Scaling the data will make it easier to plot all these different series on a graph, so we can start to get a sense of how their movements might correlate (in an unofficial way).
One scaling approach called min-max scaling calls for dividing each value over the maximum value in that column, essentially expressing each value as a percentage of the greatest value.
scaled_df = df.copy()
scaled_df.index = df["timestamp"]
scaled_df.drop(columns=["timestamp"], inplace=True)
# MIN-MAX SCALING:
# dividing each value by that column's maximum value
scaled_df = scaled_df / scaled_df.max()
px.line(scaled_df, y=["cpi", "fed", "spy", "gld"],
title="Financial indicators over time (min-max scaled)"
)When we use min-max scaling, resulting values will be expressed on a scale between zero and one.

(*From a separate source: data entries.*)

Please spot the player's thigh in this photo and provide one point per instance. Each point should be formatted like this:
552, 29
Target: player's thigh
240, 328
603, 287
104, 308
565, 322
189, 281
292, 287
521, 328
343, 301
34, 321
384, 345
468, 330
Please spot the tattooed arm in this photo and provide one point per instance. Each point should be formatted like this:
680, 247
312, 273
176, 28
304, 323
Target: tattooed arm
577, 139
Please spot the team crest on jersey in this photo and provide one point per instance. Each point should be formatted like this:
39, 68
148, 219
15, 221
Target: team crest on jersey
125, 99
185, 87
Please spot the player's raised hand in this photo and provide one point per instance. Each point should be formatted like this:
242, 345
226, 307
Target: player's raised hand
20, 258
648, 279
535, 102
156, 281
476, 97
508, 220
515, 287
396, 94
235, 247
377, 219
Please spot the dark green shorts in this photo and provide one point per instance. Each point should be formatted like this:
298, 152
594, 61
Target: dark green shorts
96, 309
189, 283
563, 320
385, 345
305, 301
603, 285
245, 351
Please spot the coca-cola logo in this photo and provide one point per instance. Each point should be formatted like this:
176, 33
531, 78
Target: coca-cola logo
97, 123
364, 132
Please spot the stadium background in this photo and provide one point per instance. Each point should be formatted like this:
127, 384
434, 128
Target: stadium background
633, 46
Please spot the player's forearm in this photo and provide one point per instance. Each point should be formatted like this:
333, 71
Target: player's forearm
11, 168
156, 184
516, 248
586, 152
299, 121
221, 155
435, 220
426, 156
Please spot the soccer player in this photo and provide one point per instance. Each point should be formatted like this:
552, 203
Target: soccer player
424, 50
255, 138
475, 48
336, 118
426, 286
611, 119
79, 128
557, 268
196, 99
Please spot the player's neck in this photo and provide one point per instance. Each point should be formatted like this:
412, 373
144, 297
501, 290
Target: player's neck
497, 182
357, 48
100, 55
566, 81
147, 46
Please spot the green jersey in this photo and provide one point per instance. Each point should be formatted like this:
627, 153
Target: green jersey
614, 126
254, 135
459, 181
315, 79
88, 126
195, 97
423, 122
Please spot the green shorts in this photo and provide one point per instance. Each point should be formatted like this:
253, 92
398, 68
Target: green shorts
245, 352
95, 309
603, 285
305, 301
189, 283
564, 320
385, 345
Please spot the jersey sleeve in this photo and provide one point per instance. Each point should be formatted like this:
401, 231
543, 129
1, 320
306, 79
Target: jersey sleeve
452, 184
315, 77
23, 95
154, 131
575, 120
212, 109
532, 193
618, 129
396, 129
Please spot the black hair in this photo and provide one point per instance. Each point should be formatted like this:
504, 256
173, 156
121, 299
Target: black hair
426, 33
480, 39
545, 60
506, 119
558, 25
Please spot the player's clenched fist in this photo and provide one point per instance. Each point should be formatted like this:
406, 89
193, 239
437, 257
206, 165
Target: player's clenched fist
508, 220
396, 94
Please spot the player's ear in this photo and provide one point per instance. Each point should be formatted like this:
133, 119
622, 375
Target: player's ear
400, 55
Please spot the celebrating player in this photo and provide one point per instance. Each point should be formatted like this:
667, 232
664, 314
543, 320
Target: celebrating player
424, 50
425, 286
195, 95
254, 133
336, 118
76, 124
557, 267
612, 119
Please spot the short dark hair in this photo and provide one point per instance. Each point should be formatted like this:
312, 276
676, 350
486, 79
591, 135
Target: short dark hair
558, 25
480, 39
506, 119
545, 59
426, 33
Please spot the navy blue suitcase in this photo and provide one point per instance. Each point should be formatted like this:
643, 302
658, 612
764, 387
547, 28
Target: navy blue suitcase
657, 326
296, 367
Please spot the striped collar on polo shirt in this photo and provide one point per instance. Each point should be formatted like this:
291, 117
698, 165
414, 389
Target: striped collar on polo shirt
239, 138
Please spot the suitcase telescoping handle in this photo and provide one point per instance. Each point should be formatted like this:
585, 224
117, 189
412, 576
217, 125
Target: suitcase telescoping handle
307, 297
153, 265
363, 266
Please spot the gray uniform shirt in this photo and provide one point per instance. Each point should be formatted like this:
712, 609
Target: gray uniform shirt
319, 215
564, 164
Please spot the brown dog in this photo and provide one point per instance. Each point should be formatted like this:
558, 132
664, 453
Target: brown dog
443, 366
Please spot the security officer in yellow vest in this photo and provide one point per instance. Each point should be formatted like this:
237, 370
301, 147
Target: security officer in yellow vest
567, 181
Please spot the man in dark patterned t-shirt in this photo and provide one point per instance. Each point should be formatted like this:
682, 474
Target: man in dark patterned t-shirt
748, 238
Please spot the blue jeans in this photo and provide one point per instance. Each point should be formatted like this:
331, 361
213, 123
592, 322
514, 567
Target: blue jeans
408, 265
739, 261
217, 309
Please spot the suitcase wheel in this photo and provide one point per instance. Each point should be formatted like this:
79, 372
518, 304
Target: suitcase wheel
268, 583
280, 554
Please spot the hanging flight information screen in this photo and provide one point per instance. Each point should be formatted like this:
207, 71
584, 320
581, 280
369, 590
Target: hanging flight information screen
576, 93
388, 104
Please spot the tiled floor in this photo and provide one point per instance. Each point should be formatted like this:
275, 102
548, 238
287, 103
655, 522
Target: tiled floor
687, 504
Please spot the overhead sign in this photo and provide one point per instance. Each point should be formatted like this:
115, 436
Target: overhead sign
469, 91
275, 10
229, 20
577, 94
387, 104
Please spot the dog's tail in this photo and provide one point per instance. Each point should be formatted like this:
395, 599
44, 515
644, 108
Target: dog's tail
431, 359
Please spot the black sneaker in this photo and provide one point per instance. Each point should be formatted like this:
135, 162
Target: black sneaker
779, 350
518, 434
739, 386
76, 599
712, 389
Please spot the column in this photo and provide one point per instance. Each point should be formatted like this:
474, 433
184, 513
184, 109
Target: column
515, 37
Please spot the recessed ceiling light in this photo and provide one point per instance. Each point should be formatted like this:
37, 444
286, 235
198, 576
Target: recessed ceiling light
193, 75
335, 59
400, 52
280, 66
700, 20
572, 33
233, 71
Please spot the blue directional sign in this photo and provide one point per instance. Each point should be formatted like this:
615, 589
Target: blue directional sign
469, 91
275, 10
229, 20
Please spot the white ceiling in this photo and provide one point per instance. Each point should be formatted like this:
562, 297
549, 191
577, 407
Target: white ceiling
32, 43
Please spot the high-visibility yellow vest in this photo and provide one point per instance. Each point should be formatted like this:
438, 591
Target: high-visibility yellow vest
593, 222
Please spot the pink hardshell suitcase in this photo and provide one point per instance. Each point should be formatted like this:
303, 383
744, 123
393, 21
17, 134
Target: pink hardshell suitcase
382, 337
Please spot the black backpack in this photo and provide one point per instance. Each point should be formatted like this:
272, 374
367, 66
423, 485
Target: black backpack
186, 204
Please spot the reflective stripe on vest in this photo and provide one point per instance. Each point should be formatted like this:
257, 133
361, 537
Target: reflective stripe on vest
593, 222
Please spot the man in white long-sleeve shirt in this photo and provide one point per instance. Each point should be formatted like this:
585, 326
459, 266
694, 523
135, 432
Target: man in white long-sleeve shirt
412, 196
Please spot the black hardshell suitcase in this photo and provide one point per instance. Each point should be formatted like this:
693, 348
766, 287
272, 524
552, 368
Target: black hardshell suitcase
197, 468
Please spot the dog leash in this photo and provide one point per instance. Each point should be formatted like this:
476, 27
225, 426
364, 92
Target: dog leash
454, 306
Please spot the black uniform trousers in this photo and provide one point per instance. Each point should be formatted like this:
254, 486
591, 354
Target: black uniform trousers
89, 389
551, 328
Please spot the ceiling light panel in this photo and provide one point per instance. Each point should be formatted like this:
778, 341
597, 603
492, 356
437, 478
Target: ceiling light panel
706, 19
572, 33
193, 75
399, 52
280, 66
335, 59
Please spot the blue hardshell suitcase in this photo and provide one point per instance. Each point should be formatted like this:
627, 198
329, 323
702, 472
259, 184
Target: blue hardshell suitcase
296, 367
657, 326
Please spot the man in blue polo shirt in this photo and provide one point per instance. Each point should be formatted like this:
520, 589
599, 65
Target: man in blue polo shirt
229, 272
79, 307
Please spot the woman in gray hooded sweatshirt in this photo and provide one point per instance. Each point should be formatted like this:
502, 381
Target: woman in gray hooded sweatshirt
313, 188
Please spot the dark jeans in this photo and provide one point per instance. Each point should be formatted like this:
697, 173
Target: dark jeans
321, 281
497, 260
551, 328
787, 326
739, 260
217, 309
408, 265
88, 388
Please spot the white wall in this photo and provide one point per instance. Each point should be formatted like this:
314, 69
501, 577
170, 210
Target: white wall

An alternative, more rigorous, scaling approach, called standard scaling or z-score normalization, mean-centers the data and normalizes by the standard deviation:
scaled_df = df.copy()
scaled_df.index = df["timestamp"]
scaled_df.drop(columns=["timestamp"], inplace=True)
# STANDARD SCALING:
# standardization / normalization
scaled_df = (scaled_df - scaled_df.mean()) / scaled_df.std()
px.line(scaled_df, y=["cpi", "fed", "spy", "gld"],
title="Financial indicators over time (standard/z-score scaled)"
)When we use standard scaling, resulting values will be expressed on a scale which is centered around zero.
Now that we have scaled the data, we can more easily compare the movements of all the datasets. Which indicators have been moving up or down at a time when another indicator has been moving up or down. Are there any time periods where we might start to suspect correlation in a positive or negative way?
Data scaling is relevant in machine learning when using multiple input features that have different scales. In these situations, scaling ensures different features contribute proportionally to the model during training. If features are not scaled, those features with larger ranges may disproportionately influence the model, leading to biased predictions or slower convergence during training.
Some models, such as ordinary least squares linear regression, are less sensitive to the range of input data, and with these models, scaling the data may not make a noticeable difference in performance.
However other algorithms, especially those which utilize distance-based calculations (e.g. Support Vector Machines, or K-Nearest Neighbors) or regularization methods (e.g. Ridge or Lasso regression), are particularly sensitive to the range of the input data and perform better when all features are on a similar scale.
By scaling data, using techniques like min-max scaling or standard scaling, we ensure that each feature contributes equally, improving model performance, training efficiency, and the accuracy of predictions.